In its guidelines on antithrombotic therapy, the ACCP concludes that a select group of patients may benefit from fibrinolysis.10 The guidelines recommend fibrinolytic therapy for patients with acute PE, hypotension (systolic BP less than 90 mm Hg or a documented drop in systolic BP of more than 40 mm Hg), and low risk of bleeding. Fibrinolytic therapy is not recommended for patients with acute PE who are not hypotensive, but is recommended in select patients with acute PE and a low risk of bleeding who are not hypotensive but at high risk of developing hypotension. For all patients receiving fibrinolytic therapy, the guidelines recommend short infusion times (for example, 2 hours) through a peripheral vein rather than a pulmonary artery catheter, regardless of the choice of medication.10
Invasive techniques may be needed for unstable patients diagnosed with massive PE. The specifics of each technique are beyond the scope of this article and will only be briefly mentioned.
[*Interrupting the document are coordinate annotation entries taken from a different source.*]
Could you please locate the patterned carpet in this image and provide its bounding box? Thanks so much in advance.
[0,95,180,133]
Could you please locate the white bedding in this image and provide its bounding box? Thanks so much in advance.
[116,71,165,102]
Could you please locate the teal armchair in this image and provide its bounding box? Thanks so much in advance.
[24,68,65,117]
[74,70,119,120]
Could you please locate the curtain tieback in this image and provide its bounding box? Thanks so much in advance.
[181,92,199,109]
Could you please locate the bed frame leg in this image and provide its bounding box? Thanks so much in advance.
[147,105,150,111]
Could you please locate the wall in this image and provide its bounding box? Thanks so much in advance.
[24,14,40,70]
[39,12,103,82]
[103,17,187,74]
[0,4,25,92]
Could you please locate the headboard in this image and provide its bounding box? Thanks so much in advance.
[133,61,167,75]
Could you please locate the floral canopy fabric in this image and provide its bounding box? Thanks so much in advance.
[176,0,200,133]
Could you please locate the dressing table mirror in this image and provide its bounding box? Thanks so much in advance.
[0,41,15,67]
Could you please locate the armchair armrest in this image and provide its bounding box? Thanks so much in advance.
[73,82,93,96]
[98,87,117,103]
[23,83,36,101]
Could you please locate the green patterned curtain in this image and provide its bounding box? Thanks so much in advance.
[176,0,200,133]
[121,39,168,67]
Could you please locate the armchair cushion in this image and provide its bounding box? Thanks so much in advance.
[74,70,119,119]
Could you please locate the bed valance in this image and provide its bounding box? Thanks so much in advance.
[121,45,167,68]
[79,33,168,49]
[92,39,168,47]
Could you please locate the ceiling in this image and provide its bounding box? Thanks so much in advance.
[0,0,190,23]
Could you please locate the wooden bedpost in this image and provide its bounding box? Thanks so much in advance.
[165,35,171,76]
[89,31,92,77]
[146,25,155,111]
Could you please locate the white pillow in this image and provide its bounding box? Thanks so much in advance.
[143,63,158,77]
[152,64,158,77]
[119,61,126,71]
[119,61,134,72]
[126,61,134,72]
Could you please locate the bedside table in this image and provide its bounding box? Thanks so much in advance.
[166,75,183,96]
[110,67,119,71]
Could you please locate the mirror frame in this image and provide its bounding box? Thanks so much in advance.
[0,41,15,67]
Fibrinolysis, catheter-directed therapies, and surgical embolectomy may be used to reverse the obstruction of the pulmonary artery in such cases. The risk-benefit profile should be weighed in each case and the techniques should be performed by highly skilled practitioners. Placement of an IVC filter for prevention of future clots often is reserved for patients who are at high risk of clot recurrence and have contraindications to anticoagulation.
In an acute or ambulatory care setting, providers will likely be faced with patients who present with signs and symptoms suspicious of PE. Due to the poor specificity of these presenting cases, providers must be vigilant about suspecting PE in patients at increased risk. Prompt triage, imaging, and treatment can improve morbidity and mortality significantly. Discovering the underlying pathology can assist providers in determining the length of therapy and need for continued treatment and prevention. Recent pharmaceutical and technological advances have added to the treatments available for PE and will continue to evolve as scientific research continues, with a goal of further improving identification, diagnosis, and treatment of acute PE.